Drury has certainly been abrasive in the way he has handled the situation. I do not doubt that might ruffle feathers. I have also been of the mind that it was not the best strategy to go with, although I see the logic behind it and think he's right to be doing what he's doing. He doesn't get a full pass here by any stretch. Drury had to know the way he was going about things would melt this room, and went all in on a strategy that went bust. That, in and of itself, is a dual problem, but Drury should not have relented this summer into giving this core another shot. He should have known they weren't good enough and forced the issue. He could have went to the room before he went public. He could have tried the amicable route. Maybe he did and we don't know about it, but I doubt it. He hit the nuclear button and now we're here.
He has had to get creative with ways to sneak out of clauses either he or his predecessor put into contracts. Trouba can complain all he wants that he was threatened in order to leave, but if he wasn't the worst defenseman on the ice in the playoffs last year with the second highest cap hit then this wouldn't be an issue. And once Drury found out he was allowing the locker room to fester and grow toxic there was no other way around it, even if Trouba inexplicably claims there was.
Goodrow was an expensive luxury that on his best day (which happened to be in the playoffs last year) was still not worth the contract he signed. This is the deal when it comes to jobs, whether they pay $3.6 million or $36,000: You need to produce consistently. Goodrow didn't, and he didn't like the outcome. Too bad.
Something has to give. While the players have players-only meetings behind closed doors to talk about how mean their general manager is, they go out onto the ice and play listless hockey. And they lose. And lose. And lose. And lose. And lose. And lose. (Yes, each one of those links is different.) What exactly do they expect to have happen?
Meanwhile, Kaapo Kakko is speaking candidly to the media about how hard it is to be a healthy scratch when he thinks he's playing good hockey – and he's right. He also spoke about how he didn't think it was his job to try and communicate more with the coaches. And guess what? He's also right about that!
Laviolette responded that he's also held veterans accountable. Only the veterans he's talking about are Jimmy Vesey, Reilly Smith, and maybe Jonny Brodzinski, who has spent most of this year as the 13th forward.
When you have kids developing in a locker room, watching guys like Zibanejad not be held accountable for any of their actions, it's going to get to you. Kakko expressing his frustrations publicly is wild in a variety of ways, but I think it shows how much the room is fracturing. Or is totally fractured. Laviolette hasn't been at fault for a lot of the issues this year, but the way he's tried to coach himself out of trouble has shown his true colors. He still trusts a veteran group who give him nothing, while ignoring youth that actually gets results and plays like they give a shit.

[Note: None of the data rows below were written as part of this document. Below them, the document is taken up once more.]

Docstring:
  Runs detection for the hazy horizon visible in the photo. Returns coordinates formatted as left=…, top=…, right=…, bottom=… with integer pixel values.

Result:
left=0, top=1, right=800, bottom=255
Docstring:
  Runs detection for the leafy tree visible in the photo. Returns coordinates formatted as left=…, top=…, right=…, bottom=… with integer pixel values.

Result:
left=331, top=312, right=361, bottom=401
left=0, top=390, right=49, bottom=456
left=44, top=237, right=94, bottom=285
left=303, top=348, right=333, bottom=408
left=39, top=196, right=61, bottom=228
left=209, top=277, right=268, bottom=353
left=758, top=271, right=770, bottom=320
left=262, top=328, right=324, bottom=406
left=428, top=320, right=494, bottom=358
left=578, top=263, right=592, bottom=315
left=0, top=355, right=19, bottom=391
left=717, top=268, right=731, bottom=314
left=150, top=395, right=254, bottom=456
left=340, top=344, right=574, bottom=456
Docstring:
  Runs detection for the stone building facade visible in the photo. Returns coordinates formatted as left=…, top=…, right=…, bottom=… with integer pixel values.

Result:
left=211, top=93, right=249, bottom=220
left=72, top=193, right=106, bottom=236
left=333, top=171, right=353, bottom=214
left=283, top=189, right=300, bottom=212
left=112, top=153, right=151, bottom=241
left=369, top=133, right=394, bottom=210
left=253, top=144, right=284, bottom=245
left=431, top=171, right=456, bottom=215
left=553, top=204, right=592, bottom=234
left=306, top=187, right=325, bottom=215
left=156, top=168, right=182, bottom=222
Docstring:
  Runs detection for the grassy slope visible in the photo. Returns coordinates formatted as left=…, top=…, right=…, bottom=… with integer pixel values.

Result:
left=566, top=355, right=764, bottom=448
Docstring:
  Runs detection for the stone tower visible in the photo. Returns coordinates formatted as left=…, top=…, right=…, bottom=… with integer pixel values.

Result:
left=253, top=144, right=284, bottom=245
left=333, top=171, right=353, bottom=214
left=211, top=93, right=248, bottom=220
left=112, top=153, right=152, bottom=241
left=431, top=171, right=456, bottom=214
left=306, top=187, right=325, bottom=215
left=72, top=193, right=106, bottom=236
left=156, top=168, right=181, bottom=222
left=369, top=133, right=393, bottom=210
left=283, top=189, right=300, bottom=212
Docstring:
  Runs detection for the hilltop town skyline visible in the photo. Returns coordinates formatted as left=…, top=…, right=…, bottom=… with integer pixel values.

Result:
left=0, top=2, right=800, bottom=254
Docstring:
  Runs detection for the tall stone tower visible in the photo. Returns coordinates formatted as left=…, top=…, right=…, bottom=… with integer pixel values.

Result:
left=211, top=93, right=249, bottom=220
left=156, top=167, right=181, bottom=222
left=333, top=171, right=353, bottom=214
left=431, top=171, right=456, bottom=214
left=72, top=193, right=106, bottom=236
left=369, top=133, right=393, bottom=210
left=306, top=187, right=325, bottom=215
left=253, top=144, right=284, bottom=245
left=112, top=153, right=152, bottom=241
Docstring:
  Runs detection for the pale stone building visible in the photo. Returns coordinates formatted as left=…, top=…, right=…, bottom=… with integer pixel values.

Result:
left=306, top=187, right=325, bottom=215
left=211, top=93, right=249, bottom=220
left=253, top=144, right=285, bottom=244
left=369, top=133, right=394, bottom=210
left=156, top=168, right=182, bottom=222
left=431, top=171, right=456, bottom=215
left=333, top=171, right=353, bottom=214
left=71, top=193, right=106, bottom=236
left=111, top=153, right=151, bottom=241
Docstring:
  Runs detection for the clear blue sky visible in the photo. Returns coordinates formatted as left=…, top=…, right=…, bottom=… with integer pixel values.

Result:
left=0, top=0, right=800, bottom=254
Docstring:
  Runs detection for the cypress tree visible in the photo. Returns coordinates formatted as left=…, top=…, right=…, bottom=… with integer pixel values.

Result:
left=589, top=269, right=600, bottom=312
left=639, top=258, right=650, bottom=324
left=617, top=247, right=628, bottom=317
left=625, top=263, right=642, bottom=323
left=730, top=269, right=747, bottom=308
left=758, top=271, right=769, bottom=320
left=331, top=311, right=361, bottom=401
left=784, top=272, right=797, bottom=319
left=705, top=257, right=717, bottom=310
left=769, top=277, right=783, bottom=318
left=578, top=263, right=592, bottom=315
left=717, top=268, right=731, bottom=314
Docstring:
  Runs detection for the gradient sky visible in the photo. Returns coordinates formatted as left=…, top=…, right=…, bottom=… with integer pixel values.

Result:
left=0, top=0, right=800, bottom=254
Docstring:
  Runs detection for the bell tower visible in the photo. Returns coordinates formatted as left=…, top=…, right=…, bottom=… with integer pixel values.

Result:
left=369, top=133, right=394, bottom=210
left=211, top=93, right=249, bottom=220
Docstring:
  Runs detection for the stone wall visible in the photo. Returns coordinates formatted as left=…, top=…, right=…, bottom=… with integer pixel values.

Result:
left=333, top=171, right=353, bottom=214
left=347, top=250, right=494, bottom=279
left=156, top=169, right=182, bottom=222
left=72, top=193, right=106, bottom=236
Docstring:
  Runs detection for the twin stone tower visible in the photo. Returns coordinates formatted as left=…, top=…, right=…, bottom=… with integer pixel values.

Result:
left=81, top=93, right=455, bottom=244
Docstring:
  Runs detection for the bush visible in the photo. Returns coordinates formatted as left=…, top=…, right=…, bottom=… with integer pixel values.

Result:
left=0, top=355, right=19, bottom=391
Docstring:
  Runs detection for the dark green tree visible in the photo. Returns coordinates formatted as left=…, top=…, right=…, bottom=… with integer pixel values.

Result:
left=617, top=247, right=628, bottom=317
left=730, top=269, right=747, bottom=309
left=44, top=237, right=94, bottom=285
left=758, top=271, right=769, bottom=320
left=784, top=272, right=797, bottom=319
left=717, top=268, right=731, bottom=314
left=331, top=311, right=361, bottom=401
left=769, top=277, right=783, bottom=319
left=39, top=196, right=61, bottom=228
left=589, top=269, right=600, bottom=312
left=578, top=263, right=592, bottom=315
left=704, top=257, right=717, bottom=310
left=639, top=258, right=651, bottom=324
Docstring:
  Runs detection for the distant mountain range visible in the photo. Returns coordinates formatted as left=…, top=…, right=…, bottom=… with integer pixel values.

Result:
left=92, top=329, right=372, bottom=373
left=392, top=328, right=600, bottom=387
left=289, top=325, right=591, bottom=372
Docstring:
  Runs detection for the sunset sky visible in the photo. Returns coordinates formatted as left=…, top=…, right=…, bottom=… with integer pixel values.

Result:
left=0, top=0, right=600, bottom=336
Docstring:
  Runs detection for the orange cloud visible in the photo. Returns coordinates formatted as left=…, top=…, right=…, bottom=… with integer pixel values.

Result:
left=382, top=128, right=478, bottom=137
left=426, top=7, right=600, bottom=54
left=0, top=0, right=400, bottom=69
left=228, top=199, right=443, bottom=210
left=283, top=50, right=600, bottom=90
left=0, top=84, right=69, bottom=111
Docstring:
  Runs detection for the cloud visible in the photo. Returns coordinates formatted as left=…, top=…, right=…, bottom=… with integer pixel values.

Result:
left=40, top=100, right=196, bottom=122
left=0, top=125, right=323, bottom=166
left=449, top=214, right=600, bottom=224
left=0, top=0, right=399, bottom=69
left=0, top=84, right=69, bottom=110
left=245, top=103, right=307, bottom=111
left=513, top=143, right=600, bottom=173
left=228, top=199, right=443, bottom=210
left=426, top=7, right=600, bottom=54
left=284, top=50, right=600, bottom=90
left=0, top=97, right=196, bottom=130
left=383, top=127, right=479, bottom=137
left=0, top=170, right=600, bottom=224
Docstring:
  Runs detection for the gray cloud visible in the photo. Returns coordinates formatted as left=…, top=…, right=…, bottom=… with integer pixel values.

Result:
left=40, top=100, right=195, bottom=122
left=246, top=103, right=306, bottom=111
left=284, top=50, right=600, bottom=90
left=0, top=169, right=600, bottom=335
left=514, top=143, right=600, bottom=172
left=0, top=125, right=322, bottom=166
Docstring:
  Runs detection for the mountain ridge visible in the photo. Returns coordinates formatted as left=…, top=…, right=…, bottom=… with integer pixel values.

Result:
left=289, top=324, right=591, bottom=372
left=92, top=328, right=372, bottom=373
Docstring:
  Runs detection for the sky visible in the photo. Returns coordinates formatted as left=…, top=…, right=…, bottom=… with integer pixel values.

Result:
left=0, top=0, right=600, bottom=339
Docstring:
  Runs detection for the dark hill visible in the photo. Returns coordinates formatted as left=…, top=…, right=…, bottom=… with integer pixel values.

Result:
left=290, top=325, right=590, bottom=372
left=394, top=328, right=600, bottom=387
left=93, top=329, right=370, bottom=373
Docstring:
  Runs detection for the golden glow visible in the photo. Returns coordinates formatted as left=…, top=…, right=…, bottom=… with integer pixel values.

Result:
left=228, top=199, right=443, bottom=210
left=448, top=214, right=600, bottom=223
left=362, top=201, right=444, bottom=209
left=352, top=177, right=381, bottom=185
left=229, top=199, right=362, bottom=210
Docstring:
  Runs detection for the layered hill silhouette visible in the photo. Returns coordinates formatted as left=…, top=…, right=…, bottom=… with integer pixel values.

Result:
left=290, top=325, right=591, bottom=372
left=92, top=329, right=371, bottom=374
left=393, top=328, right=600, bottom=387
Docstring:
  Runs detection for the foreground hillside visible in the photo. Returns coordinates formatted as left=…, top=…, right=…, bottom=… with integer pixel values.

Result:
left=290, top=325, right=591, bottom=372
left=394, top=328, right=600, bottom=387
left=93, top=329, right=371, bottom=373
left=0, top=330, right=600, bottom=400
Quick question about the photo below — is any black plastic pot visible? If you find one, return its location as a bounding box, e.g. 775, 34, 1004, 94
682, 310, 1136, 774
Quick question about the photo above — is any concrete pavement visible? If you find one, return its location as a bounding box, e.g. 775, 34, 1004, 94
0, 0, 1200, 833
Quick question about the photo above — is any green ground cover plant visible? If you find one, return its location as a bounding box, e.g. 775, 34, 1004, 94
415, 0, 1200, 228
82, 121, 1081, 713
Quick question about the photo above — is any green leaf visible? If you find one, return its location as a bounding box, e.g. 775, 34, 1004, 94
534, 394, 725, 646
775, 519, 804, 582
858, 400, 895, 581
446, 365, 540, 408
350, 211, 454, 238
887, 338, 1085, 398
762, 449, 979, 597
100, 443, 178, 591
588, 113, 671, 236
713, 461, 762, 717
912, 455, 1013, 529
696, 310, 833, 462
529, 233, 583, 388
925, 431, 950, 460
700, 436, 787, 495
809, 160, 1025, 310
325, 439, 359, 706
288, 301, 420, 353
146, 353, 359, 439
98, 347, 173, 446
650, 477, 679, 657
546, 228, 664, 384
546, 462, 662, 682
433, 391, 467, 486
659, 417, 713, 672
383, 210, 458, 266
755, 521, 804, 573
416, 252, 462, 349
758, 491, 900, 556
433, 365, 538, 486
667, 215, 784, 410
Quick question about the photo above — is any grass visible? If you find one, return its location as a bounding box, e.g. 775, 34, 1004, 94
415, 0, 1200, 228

The players can blame Drury all they want. That's an easy thing to do. The truth of the matter is the one thing the team can control is their effort. The one thing the team can do every single night is play like they give a shit. That should be an easy bar to clear, and is completely within their own hands.
That they have done none of that – with exception of Cuylle, Kakko, Lafreniere, Berard, and occasionally a select few others – speaks far more about the players than I think they realize.
This core wants more than another kick at the can. They want to not be pressured and just get paid to play hockey. No stakes, no repercussions. Drury has rejected that notion. And the team's response to him asking for more has been to go 3-11 in their past 14.
That is unacceptable. And the room thinking it's more important to talk about Drury than it is their own play just shows what they have become.
When the players mutinied against John Tortorella, that team gave a shit. They played hard in spite of him. They worked their asses off and had a quality product that was being held back by inferior coaching. That coup worked in part because the brass believed in the product on the ice enough to want to protect it.
If this team thinks this product is worth protecting, well, that's not surprising.
They've shown all year just how entitled they have really become.